Abstract
Recent research shows that deep neural networks (DNNs) trained for object recognition can predict neural responses to natural stimuli with unprecedented accuracy, serving as computational models of hierarchical visual processing along the ventral visual stream. Several functional brain datasets have been published to facilitate this DNN modeling approach, which compile neural responses to large-scale natural image datasets. However, their application in spatial cognitive processing, especially within the dorsal visual stream, remains underexplored. Here, we propose a novel dataset that combines fMRI and wideview stereoscopic presentation of natural 3D scenes, which reflects conditions known to facilitate spatial cognitive functions. The stimuli consisted of movie clips of indoor 3D scenes with 3D observer motion, generated using Habitat-Sim, a real-world simulator for training embodied AIs. To preserve geometrical accuracy in spatial 3D structure, the viewing angle and participant-wise interpupillary distance were set identically between rendering and presentation.
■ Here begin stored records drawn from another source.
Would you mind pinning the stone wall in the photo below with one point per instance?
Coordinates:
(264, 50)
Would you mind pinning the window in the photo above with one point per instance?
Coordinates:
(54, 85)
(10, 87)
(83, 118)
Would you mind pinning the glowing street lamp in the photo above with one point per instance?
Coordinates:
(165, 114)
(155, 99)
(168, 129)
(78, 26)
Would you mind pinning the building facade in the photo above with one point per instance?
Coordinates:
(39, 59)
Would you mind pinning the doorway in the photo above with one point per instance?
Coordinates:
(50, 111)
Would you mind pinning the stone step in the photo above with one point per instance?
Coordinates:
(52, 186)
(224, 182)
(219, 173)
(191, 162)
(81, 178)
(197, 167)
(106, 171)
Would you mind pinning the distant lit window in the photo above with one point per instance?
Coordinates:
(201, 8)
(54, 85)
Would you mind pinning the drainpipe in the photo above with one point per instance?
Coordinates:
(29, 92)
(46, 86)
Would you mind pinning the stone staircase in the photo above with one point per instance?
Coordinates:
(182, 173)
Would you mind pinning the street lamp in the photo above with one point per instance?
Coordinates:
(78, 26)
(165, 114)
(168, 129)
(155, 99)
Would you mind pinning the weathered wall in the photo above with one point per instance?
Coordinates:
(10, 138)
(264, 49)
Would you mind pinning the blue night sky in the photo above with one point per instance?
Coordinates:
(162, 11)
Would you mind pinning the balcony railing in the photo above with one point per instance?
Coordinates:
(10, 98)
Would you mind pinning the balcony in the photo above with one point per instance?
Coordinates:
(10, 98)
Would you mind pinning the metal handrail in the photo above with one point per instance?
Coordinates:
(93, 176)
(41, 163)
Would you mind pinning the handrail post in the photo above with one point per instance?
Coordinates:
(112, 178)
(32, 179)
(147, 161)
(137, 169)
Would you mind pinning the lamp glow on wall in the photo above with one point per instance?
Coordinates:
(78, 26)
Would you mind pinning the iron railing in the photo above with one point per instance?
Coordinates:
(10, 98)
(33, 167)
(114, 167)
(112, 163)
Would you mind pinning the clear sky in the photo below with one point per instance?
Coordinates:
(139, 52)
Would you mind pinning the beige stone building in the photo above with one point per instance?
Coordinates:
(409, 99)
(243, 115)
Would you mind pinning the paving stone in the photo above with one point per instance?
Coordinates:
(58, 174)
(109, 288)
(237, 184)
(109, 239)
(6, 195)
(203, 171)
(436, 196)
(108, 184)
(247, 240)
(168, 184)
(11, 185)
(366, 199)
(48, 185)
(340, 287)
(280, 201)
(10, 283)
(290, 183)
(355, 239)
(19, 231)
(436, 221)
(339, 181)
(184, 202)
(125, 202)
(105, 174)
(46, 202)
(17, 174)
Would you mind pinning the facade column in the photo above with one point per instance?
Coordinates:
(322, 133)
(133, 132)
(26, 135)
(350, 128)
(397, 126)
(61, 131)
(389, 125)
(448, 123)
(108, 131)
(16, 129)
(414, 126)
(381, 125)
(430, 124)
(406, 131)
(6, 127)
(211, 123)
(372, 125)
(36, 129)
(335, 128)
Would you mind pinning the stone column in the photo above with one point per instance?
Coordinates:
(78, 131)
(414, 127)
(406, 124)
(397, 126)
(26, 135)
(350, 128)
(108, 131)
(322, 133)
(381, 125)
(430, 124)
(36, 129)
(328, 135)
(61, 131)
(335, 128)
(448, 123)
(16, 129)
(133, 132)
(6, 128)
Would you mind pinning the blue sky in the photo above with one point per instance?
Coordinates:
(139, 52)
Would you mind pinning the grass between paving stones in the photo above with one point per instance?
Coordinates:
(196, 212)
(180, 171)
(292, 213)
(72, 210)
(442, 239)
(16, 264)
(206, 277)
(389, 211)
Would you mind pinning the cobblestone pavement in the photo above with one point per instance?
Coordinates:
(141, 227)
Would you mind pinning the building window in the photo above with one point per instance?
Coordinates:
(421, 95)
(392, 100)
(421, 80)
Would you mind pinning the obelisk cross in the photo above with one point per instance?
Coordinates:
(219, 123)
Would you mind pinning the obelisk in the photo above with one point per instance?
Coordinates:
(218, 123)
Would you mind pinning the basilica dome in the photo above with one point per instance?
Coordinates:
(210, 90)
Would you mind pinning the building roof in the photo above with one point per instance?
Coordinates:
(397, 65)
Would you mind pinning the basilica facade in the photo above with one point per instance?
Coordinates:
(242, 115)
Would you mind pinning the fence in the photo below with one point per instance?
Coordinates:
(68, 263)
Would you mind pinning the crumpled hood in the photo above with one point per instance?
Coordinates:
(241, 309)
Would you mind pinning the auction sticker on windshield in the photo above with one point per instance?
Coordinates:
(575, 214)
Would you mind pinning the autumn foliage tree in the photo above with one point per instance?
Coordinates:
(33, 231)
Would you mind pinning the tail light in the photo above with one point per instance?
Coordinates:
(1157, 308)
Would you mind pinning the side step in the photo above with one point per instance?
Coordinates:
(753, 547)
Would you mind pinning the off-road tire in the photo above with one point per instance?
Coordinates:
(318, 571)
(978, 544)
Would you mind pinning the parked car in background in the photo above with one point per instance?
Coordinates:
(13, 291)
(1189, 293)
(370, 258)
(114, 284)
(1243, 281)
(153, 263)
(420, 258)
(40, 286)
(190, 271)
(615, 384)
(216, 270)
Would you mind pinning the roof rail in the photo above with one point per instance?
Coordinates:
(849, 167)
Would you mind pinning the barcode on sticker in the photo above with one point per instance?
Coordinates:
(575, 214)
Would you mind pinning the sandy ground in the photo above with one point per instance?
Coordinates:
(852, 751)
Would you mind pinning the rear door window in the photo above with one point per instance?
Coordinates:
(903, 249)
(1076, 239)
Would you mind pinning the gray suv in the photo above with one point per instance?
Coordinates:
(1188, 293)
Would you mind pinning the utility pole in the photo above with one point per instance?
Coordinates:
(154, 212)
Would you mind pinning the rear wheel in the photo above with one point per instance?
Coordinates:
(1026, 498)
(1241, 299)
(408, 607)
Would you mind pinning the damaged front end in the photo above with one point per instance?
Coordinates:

Training and test data were acquired in separate scanning runs, each presenting the scene movie clips continuously. Preliminary results show voxels with high explainable variance across both ventral and dorsal visual cortical areas extending to the far periphery, indicating the potential of the dataset for quantitative and high-dimensional modeling of visuo-spatial processing involved in human spatial cognition.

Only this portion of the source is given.